Une efficacité redoutable

Selon Trent Telenko, le système joue surtout pleinement son rôle de « fluidificateur » des demandes de feux. Le délai nécessaire entre l’expression de la demande et le premier tir serait ainsi passé de 20 minutes à 30 secondes, contre 15 minutes à une heure actuellement dans les forces américaines (2). Cette dimension temporelle est importante : plus le temps passe, plus la cible est susceptible de bouger, rendant obsolètes les coordonnées de tir.

On comprend bien l’intérêt de la rapidité en termes d’économie des forces. Frapper la cible au moment où elle se trouve toujours à l’endroit où elle a été localisée permet d’éviter le gaspillage de munitions et d’avoir à relancer une nouvelle frappe. La frappe est donc plus efficace et la « kill chain » plus efficiente. Mais le Gis Art for Artillery n’est pas qu’un système permettant d’éviter les remontées et les redescentes d’informations au travers des couches hiérarchiques en connectant les utilisateurs.

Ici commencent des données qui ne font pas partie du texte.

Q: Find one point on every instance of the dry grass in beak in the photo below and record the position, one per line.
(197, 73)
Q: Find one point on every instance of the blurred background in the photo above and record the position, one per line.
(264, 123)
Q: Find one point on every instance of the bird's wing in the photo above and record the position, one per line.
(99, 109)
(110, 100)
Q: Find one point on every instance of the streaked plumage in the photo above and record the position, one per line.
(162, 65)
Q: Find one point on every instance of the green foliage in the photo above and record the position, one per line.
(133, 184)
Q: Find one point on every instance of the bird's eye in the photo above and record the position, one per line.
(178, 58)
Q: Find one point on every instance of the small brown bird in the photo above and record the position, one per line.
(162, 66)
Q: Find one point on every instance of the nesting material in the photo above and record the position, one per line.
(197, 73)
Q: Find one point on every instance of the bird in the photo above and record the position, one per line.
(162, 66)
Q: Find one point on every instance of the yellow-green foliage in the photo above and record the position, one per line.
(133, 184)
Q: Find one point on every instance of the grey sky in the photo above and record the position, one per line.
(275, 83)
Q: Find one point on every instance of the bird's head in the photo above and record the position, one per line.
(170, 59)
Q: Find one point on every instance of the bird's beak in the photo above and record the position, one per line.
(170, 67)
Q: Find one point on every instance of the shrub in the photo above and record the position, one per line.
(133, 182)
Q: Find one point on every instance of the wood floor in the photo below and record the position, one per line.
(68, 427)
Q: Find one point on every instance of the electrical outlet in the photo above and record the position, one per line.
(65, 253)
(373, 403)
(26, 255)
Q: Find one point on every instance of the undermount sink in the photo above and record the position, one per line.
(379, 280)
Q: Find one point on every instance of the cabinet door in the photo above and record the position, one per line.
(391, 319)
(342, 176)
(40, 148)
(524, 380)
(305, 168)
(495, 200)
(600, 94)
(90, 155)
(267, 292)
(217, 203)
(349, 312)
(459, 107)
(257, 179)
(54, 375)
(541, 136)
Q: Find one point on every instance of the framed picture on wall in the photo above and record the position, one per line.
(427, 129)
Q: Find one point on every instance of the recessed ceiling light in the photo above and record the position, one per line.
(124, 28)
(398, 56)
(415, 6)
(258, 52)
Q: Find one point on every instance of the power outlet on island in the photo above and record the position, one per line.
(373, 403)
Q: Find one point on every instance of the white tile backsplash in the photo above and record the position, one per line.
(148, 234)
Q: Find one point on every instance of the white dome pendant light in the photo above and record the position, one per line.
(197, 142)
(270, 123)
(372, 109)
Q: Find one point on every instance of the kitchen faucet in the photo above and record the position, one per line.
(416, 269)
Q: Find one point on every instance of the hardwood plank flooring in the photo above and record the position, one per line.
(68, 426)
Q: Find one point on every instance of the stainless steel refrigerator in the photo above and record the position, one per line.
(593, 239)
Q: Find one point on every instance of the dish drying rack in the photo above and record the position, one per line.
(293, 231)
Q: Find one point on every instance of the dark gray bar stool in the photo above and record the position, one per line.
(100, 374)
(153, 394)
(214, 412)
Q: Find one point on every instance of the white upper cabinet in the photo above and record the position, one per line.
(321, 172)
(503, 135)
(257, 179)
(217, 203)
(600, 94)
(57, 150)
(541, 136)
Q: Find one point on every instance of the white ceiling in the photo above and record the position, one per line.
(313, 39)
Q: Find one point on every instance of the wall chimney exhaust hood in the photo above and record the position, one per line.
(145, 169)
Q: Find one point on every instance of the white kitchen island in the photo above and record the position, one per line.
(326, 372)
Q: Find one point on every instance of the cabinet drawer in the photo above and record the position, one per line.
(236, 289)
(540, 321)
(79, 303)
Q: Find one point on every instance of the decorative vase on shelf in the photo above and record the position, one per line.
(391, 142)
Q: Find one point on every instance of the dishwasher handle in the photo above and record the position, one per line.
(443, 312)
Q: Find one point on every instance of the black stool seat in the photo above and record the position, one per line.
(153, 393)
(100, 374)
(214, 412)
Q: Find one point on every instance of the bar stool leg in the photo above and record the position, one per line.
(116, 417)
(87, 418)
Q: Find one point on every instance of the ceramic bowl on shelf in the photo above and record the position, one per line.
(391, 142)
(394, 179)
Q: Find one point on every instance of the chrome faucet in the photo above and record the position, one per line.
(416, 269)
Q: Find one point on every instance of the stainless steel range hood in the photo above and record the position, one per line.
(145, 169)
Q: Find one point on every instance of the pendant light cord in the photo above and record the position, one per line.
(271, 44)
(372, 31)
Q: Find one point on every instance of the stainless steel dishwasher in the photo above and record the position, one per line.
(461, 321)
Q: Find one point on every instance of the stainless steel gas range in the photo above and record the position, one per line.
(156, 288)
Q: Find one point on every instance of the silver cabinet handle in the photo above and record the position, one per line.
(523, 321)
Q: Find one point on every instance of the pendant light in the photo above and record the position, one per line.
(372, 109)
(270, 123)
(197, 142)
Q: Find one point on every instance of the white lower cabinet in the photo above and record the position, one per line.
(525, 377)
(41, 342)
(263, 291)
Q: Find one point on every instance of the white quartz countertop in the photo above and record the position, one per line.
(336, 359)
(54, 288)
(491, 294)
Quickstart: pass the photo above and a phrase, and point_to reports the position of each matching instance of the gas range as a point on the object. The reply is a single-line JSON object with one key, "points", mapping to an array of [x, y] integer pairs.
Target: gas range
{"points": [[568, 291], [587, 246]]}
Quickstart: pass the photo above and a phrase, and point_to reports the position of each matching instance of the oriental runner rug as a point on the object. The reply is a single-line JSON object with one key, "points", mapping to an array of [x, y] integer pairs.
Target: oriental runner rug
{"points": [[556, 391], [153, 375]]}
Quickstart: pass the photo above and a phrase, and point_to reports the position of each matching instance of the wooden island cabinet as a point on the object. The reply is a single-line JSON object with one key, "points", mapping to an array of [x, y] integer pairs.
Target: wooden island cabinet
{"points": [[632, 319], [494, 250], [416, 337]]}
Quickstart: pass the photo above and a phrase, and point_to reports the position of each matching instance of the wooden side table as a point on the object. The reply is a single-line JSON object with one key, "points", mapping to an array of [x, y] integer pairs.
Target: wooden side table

Toujours selon Trent Telenko, il semble avoir évolué en un système de commandement-contrôle, ou pouvoir opérer le commandement des grandes unités ukrainiennes en y injectant lui-­même des ressources informationnelles auxquelles les unités sur le terrain n’ont pas accès – imagerie satellite commerciale ou fournie par des alliés, etc. De même, le commandement peut jouer sur les ordres de priorité dans les frappes.